UMAC Performance

We provide throughput rates, measured in machine cycles-per-byte, for the processing of messages of various byte-lengths by UMAC and its underlying hash function UHASH. We use cycles-per-byte because it makes possible efficiency comparisons between processors running at different speeds. To convert to bytes-per-second, divide your processor's cycles-per-second (Hz) by the reported cycles-per-byte to get bytes-per-second. For example, a 1 GHz processor spending 2.0 cycles-per-byte processes 1e9 / 2.0 = 0.5e9 bytes-per-second (500 MB/sec).

We report on throughput speeds for four message lengths: 43 bytes, 256 bytes, 1500 bytes and 256 kilobytes. We are told by engineers at Cisco Systems that these first three message lengths form a good "rule-of-thumb" for the most-common message lengths seen on Internet backbones. The forth length represents peak throughput for most algorithms.

UMAC and UHASH are named in the manner UMAC-w/l and UHASH-w/l, where w indicates the "basic" word-size used (in bytes) and l indicates the length of the output (in bytes). Most architectures manipulate 4-byte words well, while some architectures support SIMD parallelism for 2-byte words, so we report only on the cases where w=2 and w=4.

64-bit output: We advocate the use of 64-bit authentication tags for most purposes. UMAC and UHASH, however, provide flexibity in meeting performance and security needs. Longer or shorter outputs can be produced with proportionally longer or shorter computation time and proportionally stronger or weaker security. To view performance results for UMAC and UHASH for other output lengths, see our "more performance results" page. For a detailed discussion of security considerations, see the UMAC specification.

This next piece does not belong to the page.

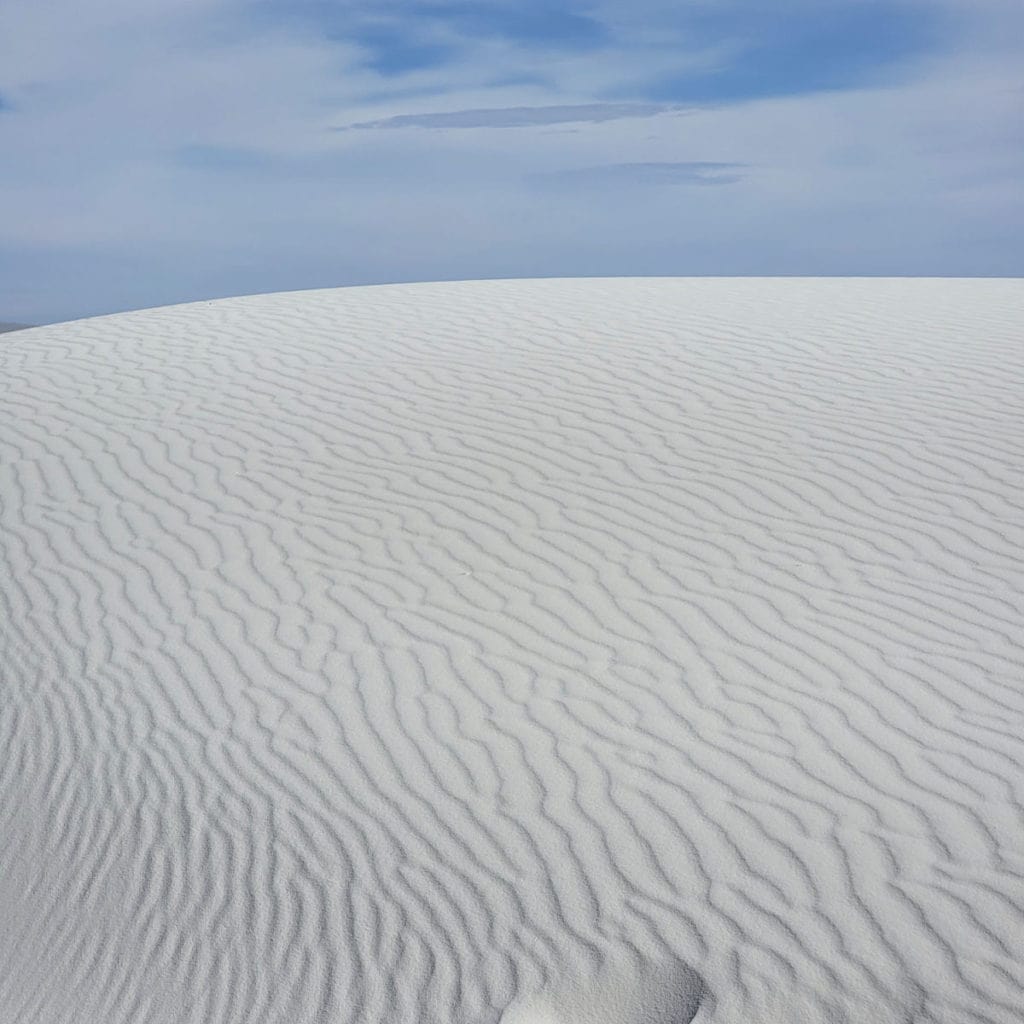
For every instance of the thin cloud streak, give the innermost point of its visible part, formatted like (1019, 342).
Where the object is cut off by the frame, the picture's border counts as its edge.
(698, 172)
(518, 117)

64-Bit "Commercial" Security: 64-bit authentication tags are good for most authentication needs. Results are in machine cycles-per-byte of message processed. Pentium III results were gathered on a 700 MHz Pentium III. The PowerPC results were gathered on a 450 MHz PowerPC.
 

Algorithm
type

Output
bytes
Pentium III PowerPC 7400
43 b 256 b 1500 b 256 kb 43 b 256 b 1500 b 256 kb
UMAC-4/8 MAC 8 12.6 3.0 2.1 1.8        
UMAC-2/8 MAC 8 10.7 2.2 1.2 0.9        
UHASH-4/8 Hash 8 8.3 2.4 2.0 1.8 14.3 4.7 3.9 3.6
UHASH-2/8 Hash 8 7.7 1.7 1.1 0.9 7.9 1.7 1.1 0.9

Comparison algorithms: To better compare UMAC and UHASH performance with other algorithms, we give their performance here.

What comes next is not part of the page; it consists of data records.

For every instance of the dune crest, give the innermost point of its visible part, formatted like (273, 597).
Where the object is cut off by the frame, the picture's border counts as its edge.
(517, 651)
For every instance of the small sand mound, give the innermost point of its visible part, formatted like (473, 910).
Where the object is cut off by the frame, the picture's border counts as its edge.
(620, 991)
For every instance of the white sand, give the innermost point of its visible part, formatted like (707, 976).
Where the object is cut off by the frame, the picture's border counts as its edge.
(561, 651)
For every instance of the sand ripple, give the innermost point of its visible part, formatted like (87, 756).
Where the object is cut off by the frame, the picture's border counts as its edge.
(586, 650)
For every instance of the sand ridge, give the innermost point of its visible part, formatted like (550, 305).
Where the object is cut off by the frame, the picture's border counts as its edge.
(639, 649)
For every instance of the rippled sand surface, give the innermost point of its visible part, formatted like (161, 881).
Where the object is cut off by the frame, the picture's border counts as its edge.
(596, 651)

Comparison Algorithms: Throughputs for some MACs and hashing algorithms over several message lengths. The MAC "hash127-RC6" uses RC6 to supply random bits to hash127 for tag generation. Results were gathered on a 700 MHz Pentium III.
 

Algorithm
type

Output
bytes
Pentium III
43 b 256 b 1500 b 4096 b 256 kb
CBC-RC6-MAC MAC 16   18.0 17.7 17.7 17.7
HMAC-SHA1 MAC 20 50.3 21.5 14.5 13.8 13.3
hash127-RC6 MAC 16 17.0 6.2 4.6 4.4 5.7
SHA1 Hash 20 25.4 17.2 13.8 13.5 13.3
hash127 Hash 16 10.8 5.2 4.4 4.3 5.7

Notes:

The algorithm hash127 is a polynomial evaluation hash which Daniel Bernstein has shown can be implemented for high speed using IEEE floating point. A paper and implementation can be found at http://cr.yp.to/hash127.html. The hash127 results for 256 kb are slower because the hash127 interface provided by Bernstein does not allow us to simulate large messages residing in level 1 cache.

The Intel Pentium 4 processor provides wider, 128-bit, SIMD registers than those provided by MMX-compatible processors (64-bits). The Pentium 4 also provides SIMD instructions allowing parallel multiplication of 32-bit operands into 64-bit results. These two additions to the Pentium architecture should speed our Pentium implementations by at least 50%. Preliminary results indicate a peak throughput of 1.1 cpb for UMAC-4/8 on the Pentium 4.

Blank entries indicate that we have no data for those parameters.

 

Last updated: 2000.08.29